Ben Mand, innovation director at Plum, is quick to agree that is one of the most distinct features of the company’s approach to the category. In particular, he suggests, by getting parents to think of “formula as food”, Plum will be able to convince more shoppers – many of whom already buy organic food – to switch from conventional to organic formula.
“Nobody has actually tried demystifying formula and tried to explain to parents what it is. It was actually a similar experience for my family: my wife started breast feeding and she couldn’t keep up. At that time we brought… everything organic and we bought conventional formula. I guess it didn’t register that it was not organic. We just didn’t think about it the same way. And that is a real opportunity.”
Mand says US consumers are starting to “wake up” to two things: “the importance of buying organic” and the connection between buying organic food and organic infant formula. “Organic is important so if parents are making the choice to do organic food they should also be thinking about organic formula,” he insists.
Plum hopes to assist consumers in making this jump by “explaining” what goes into formula and making the ingredients list more accessible. The group is working to do this through communication on its packaging, online and external initiatives where it talks to professionals, such as paediatricians.
While Plum’s new line will be entering a crowded premium infant formula segment, Mand believes that, when thinking about organic products, the sector is actually “somewhat under developed”.
“If you look at food, and you see about 30% of the category in measured data is actually in organic sales. In infant formula, 3% is actually organic. Those same parents who are buying organic food are buying conventional formula. For them, they say organic is incredibly important [in informing purchases]. That is a space that is growing and we think there is a big unlock there. We also don’t see a lot of other organic producers thinking about lactose. They are using corn syrup solids and things like that. From a carbohydrate source we think its important to get the closest to breast milk as possible. Using organic lactose we think is one of the best ways to do that.”
To Friesen, the strong growth in organic formula sales represent an opportunity and Plum’s entry is a way to drive sales. “The overall organic infant formula category is growing at 30% and there are very few players in organic infant formula. So we expect to continue to grow that share of pie. It is only 3% of total formula and we expect that to grow with us entering the market,” she suggests.
But Plum also intends to grow ahead of the market and is already eyeing the number one spot in the sector. “We are a trusted brand that parents know… we expect to do extremely well,” Friesen says. “We would love to be [the number one brand in organic infant formula]. We are the number one brand in organic baby food. There is no reason why we can’t be number one in organic infant formula.”

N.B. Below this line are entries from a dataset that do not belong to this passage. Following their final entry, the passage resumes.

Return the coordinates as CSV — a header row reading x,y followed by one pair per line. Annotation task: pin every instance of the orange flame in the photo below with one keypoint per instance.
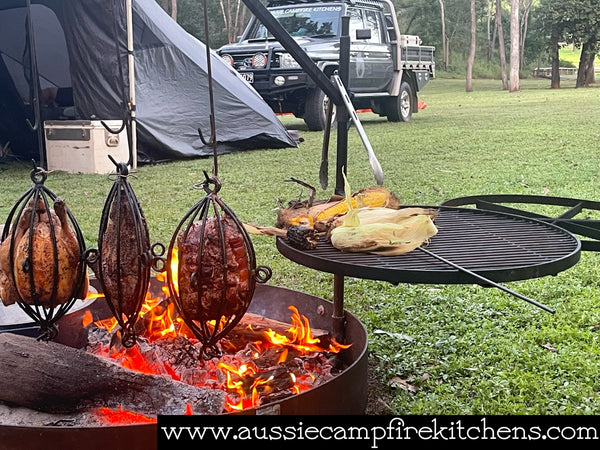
x,y
243,383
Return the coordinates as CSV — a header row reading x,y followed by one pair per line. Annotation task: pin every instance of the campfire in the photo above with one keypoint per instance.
x,y
221,345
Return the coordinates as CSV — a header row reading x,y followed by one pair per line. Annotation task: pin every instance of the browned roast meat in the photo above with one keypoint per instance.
x,y
45,274
209,288
121,258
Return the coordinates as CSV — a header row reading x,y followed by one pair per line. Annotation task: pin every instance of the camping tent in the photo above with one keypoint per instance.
x,y
81,51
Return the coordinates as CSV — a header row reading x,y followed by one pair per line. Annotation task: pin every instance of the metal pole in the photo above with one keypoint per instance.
x,y
131,62
341,112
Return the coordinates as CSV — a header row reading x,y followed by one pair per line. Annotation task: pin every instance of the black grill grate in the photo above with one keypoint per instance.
x,y
497,246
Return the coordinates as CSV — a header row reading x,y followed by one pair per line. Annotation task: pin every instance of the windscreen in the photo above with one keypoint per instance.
x,y
311,21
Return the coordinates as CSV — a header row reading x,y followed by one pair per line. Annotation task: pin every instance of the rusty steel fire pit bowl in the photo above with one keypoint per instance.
x,y
344,394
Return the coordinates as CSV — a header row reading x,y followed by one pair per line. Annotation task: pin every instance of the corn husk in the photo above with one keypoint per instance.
x,y
382,231
385,238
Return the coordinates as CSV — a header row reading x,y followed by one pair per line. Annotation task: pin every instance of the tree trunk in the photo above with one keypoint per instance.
x,y
471,59
515,42
555,77
524,23
444,40
491,33
501,48
585,73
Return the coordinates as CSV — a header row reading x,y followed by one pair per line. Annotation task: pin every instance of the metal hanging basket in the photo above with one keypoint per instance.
x,y
125,258
213,280
42,268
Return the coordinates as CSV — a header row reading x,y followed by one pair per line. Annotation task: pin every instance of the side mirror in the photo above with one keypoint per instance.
x,y
363,34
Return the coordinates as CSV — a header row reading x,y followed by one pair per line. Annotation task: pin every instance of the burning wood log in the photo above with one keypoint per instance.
x,y
51,377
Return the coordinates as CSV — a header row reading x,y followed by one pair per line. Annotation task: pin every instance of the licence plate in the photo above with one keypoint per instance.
x,y
248,76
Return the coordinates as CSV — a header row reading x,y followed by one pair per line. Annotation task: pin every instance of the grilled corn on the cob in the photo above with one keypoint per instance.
x,y
383,231
401,235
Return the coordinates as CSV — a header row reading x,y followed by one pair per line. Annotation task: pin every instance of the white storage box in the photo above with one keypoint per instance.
x,y
83,146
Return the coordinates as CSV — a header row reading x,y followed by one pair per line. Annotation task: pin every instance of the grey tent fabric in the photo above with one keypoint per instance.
x,y
81,49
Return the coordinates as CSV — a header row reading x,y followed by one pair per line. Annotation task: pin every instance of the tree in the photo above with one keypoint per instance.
x,y
584,28
444,38
471,58
524,22
501,48
515,43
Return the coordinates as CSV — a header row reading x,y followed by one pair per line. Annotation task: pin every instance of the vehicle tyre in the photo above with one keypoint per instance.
x,y
315,110
400,108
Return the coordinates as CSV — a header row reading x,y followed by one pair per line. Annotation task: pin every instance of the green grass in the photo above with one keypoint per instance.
x,y
468,349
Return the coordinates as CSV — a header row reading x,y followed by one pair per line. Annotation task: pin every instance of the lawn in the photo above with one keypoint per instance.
x,y
434,349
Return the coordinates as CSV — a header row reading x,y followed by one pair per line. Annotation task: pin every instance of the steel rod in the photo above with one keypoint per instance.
x,y
487,280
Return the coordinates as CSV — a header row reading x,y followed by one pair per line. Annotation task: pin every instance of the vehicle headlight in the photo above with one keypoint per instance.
x,y
228,59
259,61
286,61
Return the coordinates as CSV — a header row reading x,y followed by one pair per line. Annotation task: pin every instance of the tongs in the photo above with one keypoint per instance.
x,y
363,136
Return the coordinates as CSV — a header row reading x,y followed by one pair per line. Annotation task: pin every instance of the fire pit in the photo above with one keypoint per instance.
x,y
344,394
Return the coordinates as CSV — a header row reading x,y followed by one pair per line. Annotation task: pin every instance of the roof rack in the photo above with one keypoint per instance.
x,y
374,3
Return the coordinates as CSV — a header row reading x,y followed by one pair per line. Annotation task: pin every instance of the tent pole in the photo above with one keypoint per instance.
x,y
130,60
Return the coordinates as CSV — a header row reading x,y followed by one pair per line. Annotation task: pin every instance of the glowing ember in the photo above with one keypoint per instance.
x,y
258,365
120,417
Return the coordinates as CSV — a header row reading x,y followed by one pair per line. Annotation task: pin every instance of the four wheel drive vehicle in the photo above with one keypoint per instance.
x,y
387,69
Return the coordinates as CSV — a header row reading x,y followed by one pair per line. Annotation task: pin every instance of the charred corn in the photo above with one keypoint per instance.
x,y
377,196
383,231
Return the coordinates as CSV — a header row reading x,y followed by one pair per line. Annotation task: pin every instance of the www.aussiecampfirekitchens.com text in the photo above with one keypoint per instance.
x,y
376,432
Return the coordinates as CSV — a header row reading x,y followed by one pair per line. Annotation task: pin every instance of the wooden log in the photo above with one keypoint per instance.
x,y
52,377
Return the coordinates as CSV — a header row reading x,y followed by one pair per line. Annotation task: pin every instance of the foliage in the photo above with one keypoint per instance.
x,y
459,349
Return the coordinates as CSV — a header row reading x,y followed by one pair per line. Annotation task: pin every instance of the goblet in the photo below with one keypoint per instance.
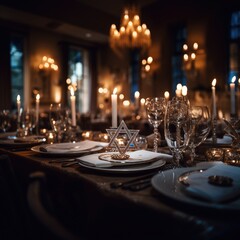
x,y
155,108
200,127
177,128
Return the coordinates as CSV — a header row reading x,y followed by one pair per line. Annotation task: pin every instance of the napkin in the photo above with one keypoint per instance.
x,y
136,157
200,188
83,146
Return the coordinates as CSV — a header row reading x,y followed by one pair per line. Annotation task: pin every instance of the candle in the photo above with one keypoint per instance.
x,y
166,95
73,106
18,106
37,107
214,82
114,108
137,95
232,92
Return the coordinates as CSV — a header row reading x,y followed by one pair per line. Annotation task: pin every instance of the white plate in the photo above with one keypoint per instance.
x,y
37,149
127,169
167,184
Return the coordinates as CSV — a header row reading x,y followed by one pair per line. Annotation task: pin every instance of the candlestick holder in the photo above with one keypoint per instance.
x,y
121,140
214,130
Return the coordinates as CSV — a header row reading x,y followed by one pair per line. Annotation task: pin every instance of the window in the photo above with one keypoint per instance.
x,y
78,72
178,75
16,66
234,48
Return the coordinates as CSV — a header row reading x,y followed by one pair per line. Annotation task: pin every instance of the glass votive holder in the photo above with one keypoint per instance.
x,y
215,154
142,142
232,156
87,135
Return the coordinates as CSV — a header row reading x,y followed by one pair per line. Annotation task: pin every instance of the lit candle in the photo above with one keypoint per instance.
x,y
232,92
114,108
137,95
37,107
73,106
167,95
214,82
184,91
18,106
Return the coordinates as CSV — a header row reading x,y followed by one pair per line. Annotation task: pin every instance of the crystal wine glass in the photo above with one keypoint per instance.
x,y
177,128
200,127
155,108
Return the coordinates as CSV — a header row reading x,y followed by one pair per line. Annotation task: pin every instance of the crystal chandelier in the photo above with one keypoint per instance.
x,y
131,33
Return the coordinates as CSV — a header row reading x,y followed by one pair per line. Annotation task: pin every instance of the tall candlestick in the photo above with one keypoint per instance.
x,y
214,108
114,108
37,111
137,95
232,92
73,107
18,106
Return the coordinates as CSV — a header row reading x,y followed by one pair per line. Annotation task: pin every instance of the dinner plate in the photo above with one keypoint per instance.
x,y
128,168
37,149
167,184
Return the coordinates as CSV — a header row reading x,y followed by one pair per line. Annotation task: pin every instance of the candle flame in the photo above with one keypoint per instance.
x,y
38,96
184,90
234,79
115,91
214,82
72,91
137,94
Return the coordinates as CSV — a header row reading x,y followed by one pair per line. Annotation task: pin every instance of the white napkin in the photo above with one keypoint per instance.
x,y
136,157
200,188
74,147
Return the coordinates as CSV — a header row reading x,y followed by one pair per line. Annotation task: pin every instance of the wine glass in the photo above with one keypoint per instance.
x,y
155,108
200,127
177,128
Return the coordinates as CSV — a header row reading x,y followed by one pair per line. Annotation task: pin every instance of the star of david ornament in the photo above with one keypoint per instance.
x,y
122,139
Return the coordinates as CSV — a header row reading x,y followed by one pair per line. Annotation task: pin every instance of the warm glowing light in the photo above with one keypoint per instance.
x,y
115,91
185,47
137,94
149,60
184,91
167,95
195,46
38,97
214,82
126,103
121,96
131,33
179,86
234,79
142,101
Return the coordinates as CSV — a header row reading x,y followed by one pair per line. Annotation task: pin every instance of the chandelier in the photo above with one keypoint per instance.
x,y
131,33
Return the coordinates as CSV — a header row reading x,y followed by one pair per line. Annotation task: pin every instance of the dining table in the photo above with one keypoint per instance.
x,y
123,204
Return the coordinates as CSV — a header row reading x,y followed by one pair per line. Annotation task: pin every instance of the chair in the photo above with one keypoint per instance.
x,y
41,206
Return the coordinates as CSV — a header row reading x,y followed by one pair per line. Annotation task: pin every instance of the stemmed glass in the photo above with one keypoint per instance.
x,y
200,127
155,108
177,128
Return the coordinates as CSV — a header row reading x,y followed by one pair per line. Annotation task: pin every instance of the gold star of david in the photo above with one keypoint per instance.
x,y
122,129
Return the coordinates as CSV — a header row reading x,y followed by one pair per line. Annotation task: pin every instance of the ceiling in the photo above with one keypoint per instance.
x,y
84,19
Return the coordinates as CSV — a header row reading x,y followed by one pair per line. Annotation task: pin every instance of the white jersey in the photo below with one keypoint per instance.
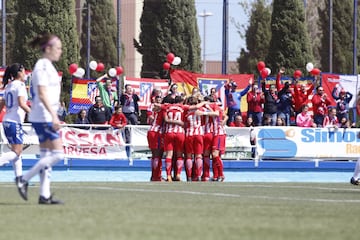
x,y
14,90
44,74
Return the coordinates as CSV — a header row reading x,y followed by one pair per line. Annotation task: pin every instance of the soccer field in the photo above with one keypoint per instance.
x,y
181,210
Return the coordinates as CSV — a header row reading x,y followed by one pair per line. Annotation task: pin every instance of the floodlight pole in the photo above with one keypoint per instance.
x,y
204,15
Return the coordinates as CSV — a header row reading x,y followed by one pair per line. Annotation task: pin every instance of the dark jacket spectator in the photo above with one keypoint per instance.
x,y
99,113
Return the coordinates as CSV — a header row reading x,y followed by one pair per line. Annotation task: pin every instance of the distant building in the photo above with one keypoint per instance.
x,y
131,11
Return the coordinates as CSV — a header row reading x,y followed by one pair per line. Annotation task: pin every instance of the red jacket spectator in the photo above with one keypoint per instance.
x,y
320,103
118,119
301,95
255,100
238,122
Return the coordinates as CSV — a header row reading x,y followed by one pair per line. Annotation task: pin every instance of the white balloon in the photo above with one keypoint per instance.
x,y
268,70
112,72
93,65
176,61
80,72
309,67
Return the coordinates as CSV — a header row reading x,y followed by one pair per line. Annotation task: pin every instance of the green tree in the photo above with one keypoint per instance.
x,y
53,16
103,34
342,37
257,37
10,32
168,26
289,44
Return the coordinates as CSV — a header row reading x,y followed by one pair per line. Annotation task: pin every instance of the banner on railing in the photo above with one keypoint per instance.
x,y
237,143
309,143
79,143
293,143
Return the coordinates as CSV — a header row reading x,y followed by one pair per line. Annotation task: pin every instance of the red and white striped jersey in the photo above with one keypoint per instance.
x,y
219,129
208,120
193,124
175,112
157,124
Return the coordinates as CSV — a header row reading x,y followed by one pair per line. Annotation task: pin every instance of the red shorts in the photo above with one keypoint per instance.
x,y
194,144
155,140
207,140
174,141
219,143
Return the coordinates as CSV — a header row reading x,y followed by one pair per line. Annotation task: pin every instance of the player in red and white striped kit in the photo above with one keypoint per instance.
x,y
208,124
156,141
174,136
194,132
218,144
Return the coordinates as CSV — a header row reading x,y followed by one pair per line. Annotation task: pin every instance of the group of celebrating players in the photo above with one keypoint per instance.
x,y
188,132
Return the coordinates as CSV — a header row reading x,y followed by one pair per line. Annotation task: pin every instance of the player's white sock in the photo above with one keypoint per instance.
x,y
8,157
17,166
45,175
47,161
357,169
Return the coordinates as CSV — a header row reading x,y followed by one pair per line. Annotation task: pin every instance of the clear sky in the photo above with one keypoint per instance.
x,y
213,48
214,28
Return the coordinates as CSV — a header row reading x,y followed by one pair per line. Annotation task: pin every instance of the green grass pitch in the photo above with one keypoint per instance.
x,y
184,211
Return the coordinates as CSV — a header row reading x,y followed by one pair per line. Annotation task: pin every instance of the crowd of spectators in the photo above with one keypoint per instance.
x,y
292,103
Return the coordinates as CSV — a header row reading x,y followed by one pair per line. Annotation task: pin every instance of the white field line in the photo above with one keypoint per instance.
x,y
226,195
230,195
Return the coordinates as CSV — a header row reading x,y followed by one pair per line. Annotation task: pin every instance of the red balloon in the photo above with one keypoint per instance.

The group is ramping up national distribution, with listings in grocery, baby and natural channels. “We are distributing nationally, so retailers like Target, Babies R Us, Kroger, Whole Foods Markets, Sprouts, Earth’s Fair. We think there is going to be success in every channel. Every channel operates a little bit differently, but those channels where mom is going to buy her diapers or food, we think it will do really really well – wherever mom shops.”
There is also plenty of space to grow Plum’s infant formula offering, Friesen says, although gaining Food and Drug Administration approval is a time-consuming process. “I would love to launch more quickly with different pack sizes. But this category is highly regulated. Everything has to go through the FDA and that takes time… As soon as we can come up with more solutions for parents that will fit their modern parenting lifestyle we will.”
Mand and Friesen see various ways in which Plum could add to its formula range, from formulations designed to meet the needs of babies with dietary sensitivities, to on-the-go portable formula options, to milk powders for toddlers.
“We see this as the start of a journey. For us as a brand, everything we do is to make each product better and better everyday and bring in new solutions for parents,” Mand says.